"No camines detrás de mí, puedo no guiarte.
No andes delante de mí, puedo no seguirte.
Simplemente camina a mi lado y sé mi amigo"
(A. Camus)


miércoles, 11 de junio de 2014

Aprender a equivocarse

                                   
¡¿Pedir perdón?! Triste cometido en una sociedad donde sólo impera lo "perfecto". No nos equivoquemos, nos han vendido un producto que hemos tragado sin disimulo, y si lo perfecto eran los cuerpos danone, los findes veraniegos de playa con barbacoa y los findes invernales de casa rural con chimenea, nos hemos entregado -cual público en concierto- a los sones imparables de la modernidad.

Los sociólogos lo llaman Mc'World. Un fenómeno que todo lo abarca y barniza: desaparece lo característico para envolvernos en el papel celofán de la normalidad, de la uniformidad. No hay razas, ya no hay color, sólo hay dinero. Y para responder a esta globalización o compras tu posición o mejor te quedas en casa (si es que la hipoteca te permite disfrutarla antes de que te mueras). No tienes que ser tu mismo, eso es una vulgaridad: ¡hay que ser como los demás! Sino, ni eres moderno ni estás al día. Y es un fenómeno que parece no tiene marcha atrás.

Su contrario sería la Mc'Yihad, que no dejaría de ser -¡ya lo indica el nombre!- un solapado aldeanismo, integrismo o costumbrismo. Algo marginal, anticuado, para inaptados sociales con profundo dolor de tortículis de tanto mirar hacia atrás.

Los fallos, pues, nos cansan. A tantas horas de gimnasio, tantos kilos de músculo. Horas de trote, calculados menos gramos de grasa. A unos ingresos, correspondientes beneficios. Todo está programado. Ropa de verano, invierno, entretiempo. Bicis de verano y piscinas de invierno. Menos libros y más revistas divulgativas. Sabemos cómo tener la cintura, qué ropa llevar para ir a la moda y nos dicen qué revista es la mejor para el preciso momento. Y, lo peor, obedecemos creyendo que alcanzaremos la felicidad. Somos tan borregos que subimos los cuellos de nuestros polos, nos dejamos la barba de tres días, nos embutimos en unos leggins y vamos por la vida abanderados de la modernidad, perdón, de la normalidad (sic). Y por eso no damos ni un paso en falso para evitar que nuestro maniquí tan repeinado y peripuesto se vea por los suelos. El fracaso no entra en nuestros cálculos. ¡Nos enseñan a que sea así!
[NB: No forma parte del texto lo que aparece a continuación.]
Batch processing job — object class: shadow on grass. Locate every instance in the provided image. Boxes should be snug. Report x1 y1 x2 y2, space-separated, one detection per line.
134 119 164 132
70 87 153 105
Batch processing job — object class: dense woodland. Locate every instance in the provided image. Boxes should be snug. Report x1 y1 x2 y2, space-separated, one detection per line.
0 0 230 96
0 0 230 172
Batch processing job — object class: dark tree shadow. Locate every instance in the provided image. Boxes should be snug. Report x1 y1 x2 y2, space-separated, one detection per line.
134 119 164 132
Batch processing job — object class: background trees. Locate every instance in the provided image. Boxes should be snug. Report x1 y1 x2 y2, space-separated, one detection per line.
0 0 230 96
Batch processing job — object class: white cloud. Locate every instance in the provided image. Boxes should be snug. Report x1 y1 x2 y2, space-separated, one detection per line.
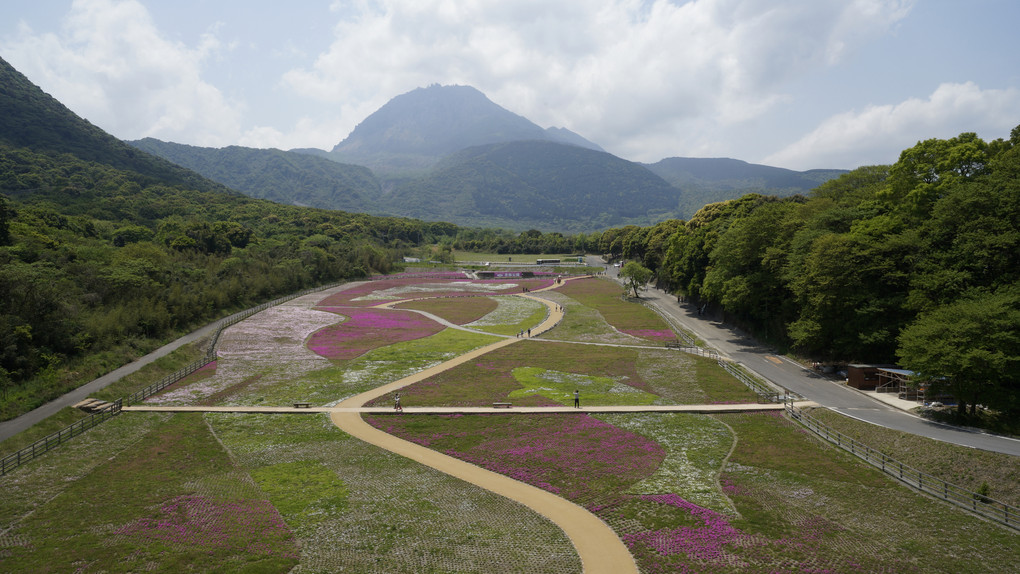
284 0 912 157
763 82 1020 169
2 0 240 145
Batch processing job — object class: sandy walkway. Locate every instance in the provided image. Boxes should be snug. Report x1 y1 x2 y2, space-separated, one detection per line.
329 295 638 574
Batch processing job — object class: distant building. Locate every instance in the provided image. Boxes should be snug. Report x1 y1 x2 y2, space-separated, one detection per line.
847 365 896 390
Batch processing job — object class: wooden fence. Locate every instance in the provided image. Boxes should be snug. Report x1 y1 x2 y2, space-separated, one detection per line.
0 281 345 476
0 399 123 476
786 401 1020 530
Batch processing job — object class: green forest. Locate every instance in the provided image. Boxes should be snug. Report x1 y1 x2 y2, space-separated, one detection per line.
588 126 1020 413
0 146 457 417
0 51 1020 428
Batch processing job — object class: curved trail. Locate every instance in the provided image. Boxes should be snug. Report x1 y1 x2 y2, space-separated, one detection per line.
329 279 638 574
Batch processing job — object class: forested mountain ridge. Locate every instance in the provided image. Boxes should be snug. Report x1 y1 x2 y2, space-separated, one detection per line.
644 157 847 217
0 58 225 191
127 86 842 231
0 56 457 419
128 138 380 213
329 85 598 176
388 141 677 231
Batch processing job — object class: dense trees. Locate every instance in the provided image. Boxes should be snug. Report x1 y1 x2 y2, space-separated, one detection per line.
599 126 1020 415
0 145 459 416
620 261 652 297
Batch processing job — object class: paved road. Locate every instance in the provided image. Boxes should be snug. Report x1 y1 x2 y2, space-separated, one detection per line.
0 321 220 440
589 257 1020 456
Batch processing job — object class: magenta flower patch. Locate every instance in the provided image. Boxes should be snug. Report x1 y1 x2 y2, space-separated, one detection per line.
318 276 554 308
365 415 666 506
307 307 444 359
623 494 744 561
116 495 298 558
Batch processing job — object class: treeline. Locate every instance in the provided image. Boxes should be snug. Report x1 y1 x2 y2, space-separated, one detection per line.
0 145 458 418
589 131 1020 418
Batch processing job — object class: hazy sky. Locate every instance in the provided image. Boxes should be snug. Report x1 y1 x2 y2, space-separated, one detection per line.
0 0 1020 169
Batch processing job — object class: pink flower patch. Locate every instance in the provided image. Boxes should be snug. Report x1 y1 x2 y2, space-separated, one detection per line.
623 494 745 561
317 276 555 308
307 307 444 359
116 495 298 558
620 329 676 341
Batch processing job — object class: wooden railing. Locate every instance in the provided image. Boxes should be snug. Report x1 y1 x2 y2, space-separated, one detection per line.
786 401 1020 530
0 399 123 475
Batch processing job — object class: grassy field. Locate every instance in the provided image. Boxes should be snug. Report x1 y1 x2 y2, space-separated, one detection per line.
0 279 1020 574
453 251 577 263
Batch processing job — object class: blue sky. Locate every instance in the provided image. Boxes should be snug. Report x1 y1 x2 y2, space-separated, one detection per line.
0 0 1020 169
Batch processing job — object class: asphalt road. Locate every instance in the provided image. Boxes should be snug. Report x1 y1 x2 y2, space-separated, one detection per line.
589 257 1020 457
0 321 220 440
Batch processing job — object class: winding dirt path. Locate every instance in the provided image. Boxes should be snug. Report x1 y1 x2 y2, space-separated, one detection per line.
329 288 638 574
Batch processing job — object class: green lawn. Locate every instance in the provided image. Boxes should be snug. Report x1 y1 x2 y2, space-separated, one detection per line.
0 279 1020 574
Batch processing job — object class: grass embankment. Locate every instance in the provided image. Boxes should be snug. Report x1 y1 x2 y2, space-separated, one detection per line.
0 275 1020 573
809 409 1020 507
0 342 208 455
370 340 756 407
366 414 1020 572
549 278 676 345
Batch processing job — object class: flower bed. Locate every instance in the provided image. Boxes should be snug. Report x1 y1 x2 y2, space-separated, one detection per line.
394 297 497 325
620 329 676 343
318 277 555 307
115 495 298 559
507 367 656 406
308 307 445 360
365 415 665 507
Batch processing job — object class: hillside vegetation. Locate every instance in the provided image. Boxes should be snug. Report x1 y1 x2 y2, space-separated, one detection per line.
589 126 1020 414
0 60 456 419
130 138 379 213
389 142 677 231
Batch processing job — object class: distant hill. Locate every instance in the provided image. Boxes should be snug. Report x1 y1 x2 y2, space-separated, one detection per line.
386 141 677 231
129 138 379 213
0 58 225 191
329 85 600 175
645 157 847 217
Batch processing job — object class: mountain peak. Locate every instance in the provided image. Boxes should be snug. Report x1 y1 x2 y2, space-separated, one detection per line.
330 84 598 171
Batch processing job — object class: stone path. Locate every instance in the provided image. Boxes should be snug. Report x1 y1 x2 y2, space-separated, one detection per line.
330 295 638 574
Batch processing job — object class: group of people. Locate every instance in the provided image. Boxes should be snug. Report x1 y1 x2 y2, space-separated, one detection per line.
393 388 580 413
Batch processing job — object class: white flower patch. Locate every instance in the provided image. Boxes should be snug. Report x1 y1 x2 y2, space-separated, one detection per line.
599 414 735 514
464 297 545 327
351 281 517 301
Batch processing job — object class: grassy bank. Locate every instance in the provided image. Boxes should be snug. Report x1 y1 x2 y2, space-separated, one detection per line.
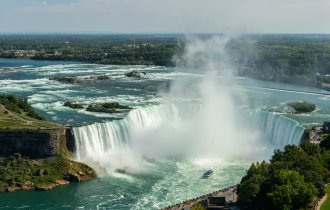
321 185 330 210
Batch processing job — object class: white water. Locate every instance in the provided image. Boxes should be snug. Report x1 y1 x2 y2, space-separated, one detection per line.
73 104 304 176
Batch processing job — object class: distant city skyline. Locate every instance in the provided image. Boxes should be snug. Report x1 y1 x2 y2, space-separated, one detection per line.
0 0 330 34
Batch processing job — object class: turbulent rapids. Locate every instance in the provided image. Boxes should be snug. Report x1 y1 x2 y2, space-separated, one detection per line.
0 57 330 209
74 104 304 174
Así, la depresión está a la orden del día. Por los proyectos frustados, por los sueños truncados, por los objetivos no conseguidos. Los payasos ya no están en el circo, sino en la calle. Nos hemos convertido en auténticos malabaristas de lo imposible, de la fuente de la eterna juventud que nunca encontraremos. Porque la vida avanza imparable, a carcajada limpia, para aquellos que creían vivir el sueño de la eterna juventud. Que acaba, por cierto, en el silencio absoluto de una condena -el olvido- a la que nos somete la única instancia que nos iguala a todos en el postrero juicio. 

¿Solución? Aprender a equivocarse, aceptar las errores de los demás. Una palabra, un comentario, un gesto, una ausencia. Es sanísimo reconocer que no somos perfectos, que no lograremos la plenitud de ser a golpe de euros. Querer es perdonar, ayudar, corregir, sostener, amparar, acoger... 

Reconocer tus límites, fallos, meteduras de pata. Aprender a perdonar ¡y a reirse! con lo de los otros. Al final del camino no te seguirán los que se creían perfectos (porque sólo se necesitan a ellos mismos), sino que tendrás a tu lado a aquellos que supiste perdonar y que te perdonaron, con los que supiste convivir en lo bueno o lo malo, los que te corrigieron y corregiste, los que sonrieron o lloraron sobre tus hombros. Los que creyeron que tu vida era demasiado importante como para dejarte pasar de largo... ¡Aprende a vivir! ¡Aprende a equivocarte!